Let’s start with the first question. There’s absolutely nothing stopping us from ranking individual bits of the university, as opposed to the entire institution. We’ve had law school and MBA rankings for almost two decades now, and that same approach could – with a bit of modification – be applied to the rest of the academy as well. In Europe, it’s a quite common approach – Germany, Switzerland, Italy, the Netherlands, and the UK either have, or have had, rankings which make comparisons at the departmental level.
In Canada, the main thing stopping this kind of approach is a lack of data; though, with the Globe and Mail, we did manage to do some of this a few years ago in the Canadian University Report, and its online version. But if universities ever wanted to provide data to move in this direction, it would be easy enough to do.
To the second question: why can’t rankings challenge the hierarchy of values in academia, rather than re-inforce them? Well, the fact is that they can. Universities can get ranked on things like their commitment to sustainability, or their online offerings. In the US, Washington Monthly magazine includes metrics of social ability and service in their analysis.
But those are all somewhat traditional in the sense that they all assume there is a single “best” institution. If we get rid of the notion that you need to aggregate and sum individual indicator scores, we can have, what some people call, “multi-dimensional” rankings. The new European “U-Multirank” systems works along exactly these lines (as did the online version of the Globe’s Canadian University Report, which we at HESA developed).
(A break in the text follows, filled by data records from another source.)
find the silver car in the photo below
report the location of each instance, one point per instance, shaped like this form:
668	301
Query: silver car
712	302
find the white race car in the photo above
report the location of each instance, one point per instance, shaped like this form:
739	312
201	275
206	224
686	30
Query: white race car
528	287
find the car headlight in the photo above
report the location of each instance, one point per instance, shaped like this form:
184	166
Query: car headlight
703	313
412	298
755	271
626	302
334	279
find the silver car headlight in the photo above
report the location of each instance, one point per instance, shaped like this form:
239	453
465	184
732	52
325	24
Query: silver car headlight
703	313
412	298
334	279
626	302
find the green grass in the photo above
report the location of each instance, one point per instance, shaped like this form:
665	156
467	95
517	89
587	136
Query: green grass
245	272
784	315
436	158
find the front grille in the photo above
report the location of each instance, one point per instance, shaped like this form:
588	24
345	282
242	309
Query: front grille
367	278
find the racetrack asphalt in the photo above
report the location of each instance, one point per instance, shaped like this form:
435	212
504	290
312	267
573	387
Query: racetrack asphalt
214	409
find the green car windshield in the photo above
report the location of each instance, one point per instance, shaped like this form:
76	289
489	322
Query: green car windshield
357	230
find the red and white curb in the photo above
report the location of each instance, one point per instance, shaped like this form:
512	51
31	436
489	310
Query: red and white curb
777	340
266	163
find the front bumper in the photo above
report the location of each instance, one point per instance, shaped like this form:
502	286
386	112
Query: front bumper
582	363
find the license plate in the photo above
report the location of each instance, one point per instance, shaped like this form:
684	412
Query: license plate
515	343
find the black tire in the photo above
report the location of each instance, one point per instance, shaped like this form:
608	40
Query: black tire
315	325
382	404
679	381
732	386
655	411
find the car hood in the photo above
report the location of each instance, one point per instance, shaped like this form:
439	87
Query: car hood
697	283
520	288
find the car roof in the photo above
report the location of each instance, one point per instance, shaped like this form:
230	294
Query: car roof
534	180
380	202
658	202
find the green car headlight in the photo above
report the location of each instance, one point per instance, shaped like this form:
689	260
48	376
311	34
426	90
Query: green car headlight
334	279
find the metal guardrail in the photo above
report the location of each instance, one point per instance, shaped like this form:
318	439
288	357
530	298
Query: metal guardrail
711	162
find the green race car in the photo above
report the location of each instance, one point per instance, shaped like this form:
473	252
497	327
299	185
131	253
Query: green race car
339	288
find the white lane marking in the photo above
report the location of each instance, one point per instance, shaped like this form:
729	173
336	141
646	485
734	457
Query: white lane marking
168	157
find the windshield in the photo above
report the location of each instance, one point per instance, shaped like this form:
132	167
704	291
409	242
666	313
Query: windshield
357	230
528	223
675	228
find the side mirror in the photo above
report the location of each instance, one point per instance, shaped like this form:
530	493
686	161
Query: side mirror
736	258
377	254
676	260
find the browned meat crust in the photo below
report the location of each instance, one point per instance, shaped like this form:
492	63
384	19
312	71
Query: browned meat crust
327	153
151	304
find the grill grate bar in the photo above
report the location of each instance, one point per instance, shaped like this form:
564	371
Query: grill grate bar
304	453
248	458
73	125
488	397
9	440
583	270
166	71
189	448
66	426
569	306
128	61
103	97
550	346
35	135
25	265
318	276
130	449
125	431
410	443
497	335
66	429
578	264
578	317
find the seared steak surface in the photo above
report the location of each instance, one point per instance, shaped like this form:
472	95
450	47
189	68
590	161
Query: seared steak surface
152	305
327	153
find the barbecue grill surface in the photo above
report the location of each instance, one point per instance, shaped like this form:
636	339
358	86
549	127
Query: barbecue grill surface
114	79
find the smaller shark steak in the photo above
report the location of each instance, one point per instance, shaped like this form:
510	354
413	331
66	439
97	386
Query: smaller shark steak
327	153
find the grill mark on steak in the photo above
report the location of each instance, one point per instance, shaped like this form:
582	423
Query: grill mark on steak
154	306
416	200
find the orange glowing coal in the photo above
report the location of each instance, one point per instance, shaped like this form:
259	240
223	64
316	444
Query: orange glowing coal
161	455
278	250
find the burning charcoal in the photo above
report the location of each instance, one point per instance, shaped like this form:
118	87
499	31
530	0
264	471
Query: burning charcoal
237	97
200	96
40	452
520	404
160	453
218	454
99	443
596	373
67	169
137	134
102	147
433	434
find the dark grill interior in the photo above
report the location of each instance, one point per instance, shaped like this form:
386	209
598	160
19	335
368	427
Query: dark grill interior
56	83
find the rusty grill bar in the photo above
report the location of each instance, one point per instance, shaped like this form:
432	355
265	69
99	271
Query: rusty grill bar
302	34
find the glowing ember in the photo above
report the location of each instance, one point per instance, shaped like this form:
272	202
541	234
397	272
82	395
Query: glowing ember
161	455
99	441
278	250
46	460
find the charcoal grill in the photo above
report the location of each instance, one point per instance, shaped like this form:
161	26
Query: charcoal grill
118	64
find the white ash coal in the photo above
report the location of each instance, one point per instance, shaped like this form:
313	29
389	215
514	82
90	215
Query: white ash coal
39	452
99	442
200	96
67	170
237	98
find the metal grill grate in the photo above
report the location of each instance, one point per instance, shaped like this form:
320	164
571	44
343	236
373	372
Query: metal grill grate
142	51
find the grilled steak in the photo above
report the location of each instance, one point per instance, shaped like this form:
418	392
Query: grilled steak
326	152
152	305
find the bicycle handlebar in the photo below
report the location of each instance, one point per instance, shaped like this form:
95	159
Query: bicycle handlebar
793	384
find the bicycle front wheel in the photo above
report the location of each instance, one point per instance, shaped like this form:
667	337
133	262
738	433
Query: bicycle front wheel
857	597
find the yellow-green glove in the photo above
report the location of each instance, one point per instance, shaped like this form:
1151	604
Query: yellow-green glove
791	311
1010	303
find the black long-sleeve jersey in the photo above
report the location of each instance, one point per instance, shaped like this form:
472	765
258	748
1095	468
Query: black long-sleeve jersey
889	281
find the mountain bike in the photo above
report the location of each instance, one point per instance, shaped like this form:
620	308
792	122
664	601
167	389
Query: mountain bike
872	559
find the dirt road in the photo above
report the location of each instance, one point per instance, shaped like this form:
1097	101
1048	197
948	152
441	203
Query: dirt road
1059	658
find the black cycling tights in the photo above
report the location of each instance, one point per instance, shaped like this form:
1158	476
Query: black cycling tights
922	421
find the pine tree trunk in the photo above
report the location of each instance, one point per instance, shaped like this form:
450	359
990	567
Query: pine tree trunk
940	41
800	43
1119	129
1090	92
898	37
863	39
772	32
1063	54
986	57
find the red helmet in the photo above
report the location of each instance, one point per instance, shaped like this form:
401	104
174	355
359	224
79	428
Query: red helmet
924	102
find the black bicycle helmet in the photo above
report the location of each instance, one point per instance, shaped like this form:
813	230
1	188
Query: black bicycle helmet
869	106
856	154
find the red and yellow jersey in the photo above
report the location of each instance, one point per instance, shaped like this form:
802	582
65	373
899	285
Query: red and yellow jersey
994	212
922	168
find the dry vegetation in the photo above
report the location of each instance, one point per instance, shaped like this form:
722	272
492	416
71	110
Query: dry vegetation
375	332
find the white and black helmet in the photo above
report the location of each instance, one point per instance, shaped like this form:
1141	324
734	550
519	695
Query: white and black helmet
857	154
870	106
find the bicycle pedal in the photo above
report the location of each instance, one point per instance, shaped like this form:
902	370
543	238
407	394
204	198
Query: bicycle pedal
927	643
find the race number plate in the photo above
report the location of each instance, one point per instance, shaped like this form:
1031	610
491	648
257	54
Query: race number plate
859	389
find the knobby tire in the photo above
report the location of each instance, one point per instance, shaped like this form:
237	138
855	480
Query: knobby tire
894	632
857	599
There is, in short, lots of scope to address essentially every single criticism of rankings. The issue is whether there’s a will to change. Universities tend to like “multi-dimensional” rankings (and so do I!) because they’re less judgmental and more balanced, but given that they’re somewhat less intuitive than Maclean’s-style rankings, it’s not clear whether, given a choice, students and parents actually prefer them. Nor is it clear that universities outside Europe dislike existing rankings sufficiently to do the necessary work to provide data that would make improved rankings possible.
In short, we’re at an equilibrium. Better rankings are possible, but neither consumers nor data providers seem to be using their influence to make them so. Expect stasis, and continued kvetching.